We are wired to think in linear terms. A little bit more effort yields a little bit more reward. Incremental returns for incremental investment. If I sacrifice a little more today, I will benefit a little more tomorrow. But that isn’t how life works and it messes with our feeble human minds.

Outcomes in real life are rarely linear. Think of an aspiring doctor who goes to school for a better part of a decade before becoming a physician. But she hasn’t “made it” yet. She must now enter residency where she will work 100 hours a week for what is effectively minimum wage. Then, all of the sudden, she will sign a contract for what could potentially be several hundred thousand dollars a year in salary and may earn more in the next twelve months than she did in the previous decade combined. Years of incremental sacrifice and effort with a balloon payoff.

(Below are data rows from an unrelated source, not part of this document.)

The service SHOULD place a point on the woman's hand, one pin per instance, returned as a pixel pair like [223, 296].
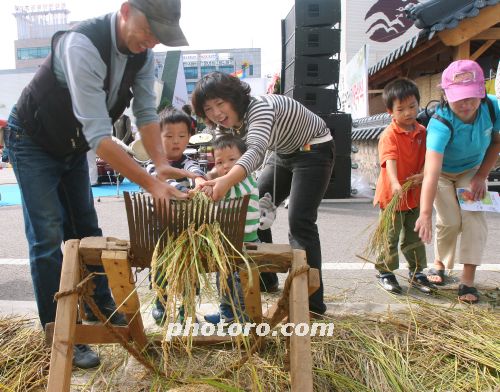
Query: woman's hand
[423, 226]
[218, 187]
[478, 187]
[165, 171]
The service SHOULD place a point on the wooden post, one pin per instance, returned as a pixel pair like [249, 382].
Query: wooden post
[61, 357]
[462, 51]
[117, 268]
[253, 300]
[300, 346]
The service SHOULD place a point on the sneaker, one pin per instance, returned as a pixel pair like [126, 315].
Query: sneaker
[108, 309]
[84, 357]
[420, 282]
[158, 313]
[389, 282]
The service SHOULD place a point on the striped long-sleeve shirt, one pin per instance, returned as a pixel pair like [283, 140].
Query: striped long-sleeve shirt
[278, 123]
[248, 187]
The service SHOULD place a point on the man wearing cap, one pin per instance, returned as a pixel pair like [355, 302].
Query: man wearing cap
[69, 106]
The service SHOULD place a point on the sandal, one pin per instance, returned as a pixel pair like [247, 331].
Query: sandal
[439, 274]
[463, 290]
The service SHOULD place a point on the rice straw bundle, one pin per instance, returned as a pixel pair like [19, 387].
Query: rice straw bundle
[182, 268]
[24, 357]
[379, 240]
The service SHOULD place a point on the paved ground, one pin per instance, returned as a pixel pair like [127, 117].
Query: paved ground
[344, 227]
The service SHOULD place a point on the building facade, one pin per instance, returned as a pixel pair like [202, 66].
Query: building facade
[198, 63]
[35, 26]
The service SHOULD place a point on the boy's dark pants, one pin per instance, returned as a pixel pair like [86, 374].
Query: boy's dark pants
[411, 246]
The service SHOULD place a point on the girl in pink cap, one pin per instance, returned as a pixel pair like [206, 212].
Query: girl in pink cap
[463, 143]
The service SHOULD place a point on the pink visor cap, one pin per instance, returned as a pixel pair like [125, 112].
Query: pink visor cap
[463, 79]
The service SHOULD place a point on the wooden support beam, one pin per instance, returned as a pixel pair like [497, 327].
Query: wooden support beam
[117, 268]
[493, 33]
[314, 281]
[462, 51]
[270, 257]
[61, 356]
[470, 27]
[300, 346]
[483, 48]
[253, 300]
[90, 334]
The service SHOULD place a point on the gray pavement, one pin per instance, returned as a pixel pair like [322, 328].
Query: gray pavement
[344, 227]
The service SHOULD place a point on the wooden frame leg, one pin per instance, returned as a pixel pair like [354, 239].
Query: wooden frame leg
[61, 356]
[117, 268]
[300, 346]
[253, 300]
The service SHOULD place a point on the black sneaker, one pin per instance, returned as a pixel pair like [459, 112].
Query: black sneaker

Or consider technology. How many thousands of years did it take to produce the chariot? And how many thousands more between the chariot and the automobile? Yet, just a few decades after the automobile was a common sight, men were walking on the surface of the moon.

Life doesn’t walk, it crawls and then leaps. And sometimes that crawl appears as if there is no movement at all. Just a couple weeks ago we had some new lawn hydroseeded. For two weeks I watered it, sometimes twice a day, and saw no progress. No new growth … at least not for the grass, I did see a couple weeds though.  Then one morning, after a couple weeks of nothing, little baby blades of grass shot up through the dirt. Thousands of them. Now we have fresh, green grass covering what looked like just a bunch of dirt a few days ago.

When we don’t see the incremental proof of progress, we get discouraged. Sometimes change course. Sometimes we quit. What would have happened if I cleared out all that dirt after a week of seeing no results and started the process over again? I would be forever reseeding my lawn.

Progress often comes in spikes and surges after what seems like stagnation. Stay patient. Stay disciplined. And keep watering your lawn.